- Interactive map of the Ram Pyari Mahal area

General information
- Status: Museum
- Type: Historic mansion
- Location: Bakhshupura, Circular Road, Gujrat, Punjab, Pakistan
- Coordinates: 32°33′59″N 74°04′33″E﻿ / ﻿32.5663°N 74.0759°E
- Current tenants: Ram Pyari Museum
- Construction started: 1918
- Completed: 1918
- Renovated: 2020–2021
- Owner: Punjab Archaeology Department

Design and construction
- Architect: Sundar Das Chopra

= Ram Pyari Mahal =

Early 20th-century palace in Gujrat District, Punjab, Pakistan

The Ram Pyari Mahal, officially known as Gujrat Museum and Art Gallery, is an early 20th-century mansion, at times referred to as a palace, in Gujrat District, in the Punjab province, Pakistan.

==History==
Ram Pyari Mahal was built by contractor Sundar Das Chopra in 1918 for his third wife, Ram Pyari. The adjacent street, originally named Ram Pyari Road, now forms part of the Circular Road skirting Sohni Bazaar, known for its pottery and ceramics in the Walled City.

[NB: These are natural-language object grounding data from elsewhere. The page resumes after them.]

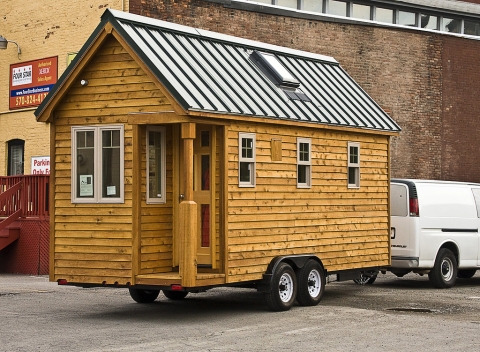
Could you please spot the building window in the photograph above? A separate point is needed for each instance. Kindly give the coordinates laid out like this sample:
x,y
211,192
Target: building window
x,y
156,165
246,157
16,148
97,164
353,164
304,163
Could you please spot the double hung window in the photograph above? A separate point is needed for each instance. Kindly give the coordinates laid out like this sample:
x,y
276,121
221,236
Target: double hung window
x,y
304,163
156,165
246,158
98,164
353,164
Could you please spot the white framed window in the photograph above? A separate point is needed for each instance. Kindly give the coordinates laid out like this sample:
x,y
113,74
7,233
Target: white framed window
x,y
156,165
353,165
304,162
98,164
246,159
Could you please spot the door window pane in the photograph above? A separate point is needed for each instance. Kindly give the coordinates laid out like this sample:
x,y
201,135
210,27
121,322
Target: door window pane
x,y
471,28
312,5
383,15
429,22
338,8
452,25
85,163
406,18
361,11
110,164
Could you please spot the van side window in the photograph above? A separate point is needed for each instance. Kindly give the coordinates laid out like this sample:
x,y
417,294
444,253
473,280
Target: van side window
x,y
399,200
476,195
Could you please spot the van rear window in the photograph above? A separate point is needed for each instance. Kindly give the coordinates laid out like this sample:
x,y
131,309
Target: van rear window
x,y
399,200
476,195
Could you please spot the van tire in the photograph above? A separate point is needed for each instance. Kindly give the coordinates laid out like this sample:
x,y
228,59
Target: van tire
x,y
283,290
143,296
466,273
311,283
444,272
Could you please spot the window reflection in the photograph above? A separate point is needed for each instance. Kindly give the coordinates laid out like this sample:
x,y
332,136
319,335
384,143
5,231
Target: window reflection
x,y
384,15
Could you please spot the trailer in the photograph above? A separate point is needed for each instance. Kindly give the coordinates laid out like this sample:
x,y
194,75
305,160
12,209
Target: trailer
x,y
184,160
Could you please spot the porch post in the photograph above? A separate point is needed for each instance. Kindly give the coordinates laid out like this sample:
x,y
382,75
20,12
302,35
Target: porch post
x,y
188,212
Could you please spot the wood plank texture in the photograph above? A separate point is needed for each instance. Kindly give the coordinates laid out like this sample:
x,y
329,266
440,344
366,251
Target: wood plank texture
x,y
346,228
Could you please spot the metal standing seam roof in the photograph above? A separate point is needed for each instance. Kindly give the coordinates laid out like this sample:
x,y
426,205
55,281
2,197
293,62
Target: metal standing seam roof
x,y
211,72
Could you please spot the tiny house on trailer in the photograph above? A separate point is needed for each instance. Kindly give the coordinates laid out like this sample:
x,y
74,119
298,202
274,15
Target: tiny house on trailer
x,y
185,160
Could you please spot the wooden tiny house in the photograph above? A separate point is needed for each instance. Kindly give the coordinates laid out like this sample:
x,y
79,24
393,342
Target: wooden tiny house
x,y
185,159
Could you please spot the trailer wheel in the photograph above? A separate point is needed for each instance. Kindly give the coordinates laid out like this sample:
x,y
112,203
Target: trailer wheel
x,y
175,295
466,273
311,283
444,272
284,288
143,296
366,278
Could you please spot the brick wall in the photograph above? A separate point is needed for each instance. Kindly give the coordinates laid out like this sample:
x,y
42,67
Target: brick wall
x,y
461,112
42,29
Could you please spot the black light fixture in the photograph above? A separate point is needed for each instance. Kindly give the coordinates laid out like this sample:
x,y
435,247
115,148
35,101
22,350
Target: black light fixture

Following the migration of Ram Pyari's family to India amid the Partition of India, the building was temporarily repurposed to serve as a hostel for the Government Fatima Jinnah College for Women.

In 2021, it was converted into a museum.

==Architecture==
The building's design showcases Greek and Indian influences, with the façade, Doric and Corinthian pillars reflecting Greek architectural orders. The floor, laid with Indian tiles, and walls, adorned with French tiles, adds to the structure's unique style.

The building has over 40 rooms and four basements.